The Geometry of the Set of Equivalent Linear Neural Networks
Jonathan Richard Shewchuk, Sagnik Bhattacharya
TL;DR
This work provides a comprehensive geometric and topological framework for the fiber mu^{-1}(W) of a linear neural network, i.e., all weight factorizations yielding a fixed linear map W. By introducing a rank-based stratification and a rich system of subspaces (A_{kji}, B_{kji}, prebases, and basis-flow diagrams), the authors characterize tangent and normal spaces to each stratum, connect strata via rank-1 abstract moves, and prove that each stratum is a C^ abla^ty manifold with dimension computable from the rank list. A canonical weight construction and a forward/transpose duality provide a powerful, geometry-driven view of information flow through the network and its impact on optimization paths. The paper also develops a detailed, algorithmic approach to building the stratum DAG, enabling practical exploration of fiber geometry and potential training dynamics improvements. Overall, the rank stratification offers a principled lens for understanding how different network decompositions realize the same linear map and how gradient-based optimization might traverse or avoid spurious critical regions.
Abstract
We characterize the geometry and topology of the set of all weight vectors for which a linear neural network computes the same linear transformation $W$. This set of weight vectors is called the fiber of $W$ (under the matrix multiplication map), and it is embedded in the Euclidean weight space of all possible weight vectors. The fiber is an algebraic variety that is not necessarily a manifold. We describe a natural way to stratify the fiber--that is, to partition the algebraic variety into a finite set of manifolds of varying dimensions called strata. We call this set of strata the rank stratification. We derive the dimensions of these strata and the relationships by which they adjoin each other. Although the strata are disjoint, their closures are not.
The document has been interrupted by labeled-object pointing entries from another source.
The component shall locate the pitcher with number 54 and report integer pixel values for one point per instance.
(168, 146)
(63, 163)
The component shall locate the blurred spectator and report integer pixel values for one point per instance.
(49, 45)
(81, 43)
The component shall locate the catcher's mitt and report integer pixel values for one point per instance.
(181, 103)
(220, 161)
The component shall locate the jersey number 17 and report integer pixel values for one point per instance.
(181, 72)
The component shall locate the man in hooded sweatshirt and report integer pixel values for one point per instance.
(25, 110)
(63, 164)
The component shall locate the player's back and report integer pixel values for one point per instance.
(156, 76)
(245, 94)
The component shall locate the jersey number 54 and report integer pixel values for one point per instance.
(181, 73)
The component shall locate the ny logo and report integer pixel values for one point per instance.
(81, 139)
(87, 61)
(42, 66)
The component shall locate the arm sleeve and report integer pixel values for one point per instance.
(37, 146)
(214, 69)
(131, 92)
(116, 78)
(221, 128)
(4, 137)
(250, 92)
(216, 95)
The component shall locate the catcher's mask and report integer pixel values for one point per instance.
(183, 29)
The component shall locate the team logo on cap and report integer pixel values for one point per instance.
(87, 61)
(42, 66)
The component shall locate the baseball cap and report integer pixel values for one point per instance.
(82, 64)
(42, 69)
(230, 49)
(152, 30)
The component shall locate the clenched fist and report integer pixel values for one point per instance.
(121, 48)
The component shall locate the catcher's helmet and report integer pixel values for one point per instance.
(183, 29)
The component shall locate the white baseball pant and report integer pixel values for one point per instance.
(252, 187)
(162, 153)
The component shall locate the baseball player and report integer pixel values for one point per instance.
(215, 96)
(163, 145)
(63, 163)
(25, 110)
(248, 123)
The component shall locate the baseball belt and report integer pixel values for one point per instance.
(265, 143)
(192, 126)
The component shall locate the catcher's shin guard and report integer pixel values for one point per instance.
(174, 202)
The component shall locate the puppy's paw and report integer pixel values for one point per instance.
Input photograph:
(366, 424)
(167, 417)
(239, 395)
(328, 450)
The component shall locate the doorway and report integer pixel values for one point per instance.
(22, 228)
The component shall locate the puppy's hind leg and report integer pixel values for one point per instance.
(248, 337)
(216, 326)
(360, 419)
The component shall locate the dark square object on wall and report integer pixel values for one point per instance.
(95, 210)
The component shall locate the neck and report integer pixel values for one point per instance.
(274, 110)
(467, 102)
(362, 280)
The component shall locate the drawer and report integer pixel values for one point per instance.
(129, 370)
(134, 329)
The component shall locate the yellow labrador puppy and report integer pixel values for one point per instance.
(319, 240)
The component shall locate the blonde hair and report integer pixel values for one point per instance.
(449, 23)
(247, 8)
Our strata satisfy the frontier condition: if a stratum intersects the closure of another stratum, then the former stratum is a subset of the closure of the latter stratum. Each stratum is a manifold of class $C^\infty$ embedded in weight space, so it has a well-defined tangent space and normal space at every point (weight vector). We show how to determine the subspaces tangent to and normal to a specified stratum at a specified point on the stratum, and we construct elegant bases for those subspaces. To help achieve these goals, we first derive what we call a Fundamental Theorem of Linear Neural Networks, analogous to what Strang calls the Fundamental Theorem of Linear Algebra. We show how to decompose each layer of a linear neural network into a set of subspaces that show how information flows through the neural network. Each stratum of the fiber represents a different pattern by which information flows (or fails to flow) through the neural network. The topology of a stratum depends solely on this decomposition. So does its geometry, up to a linear transformation in weight space.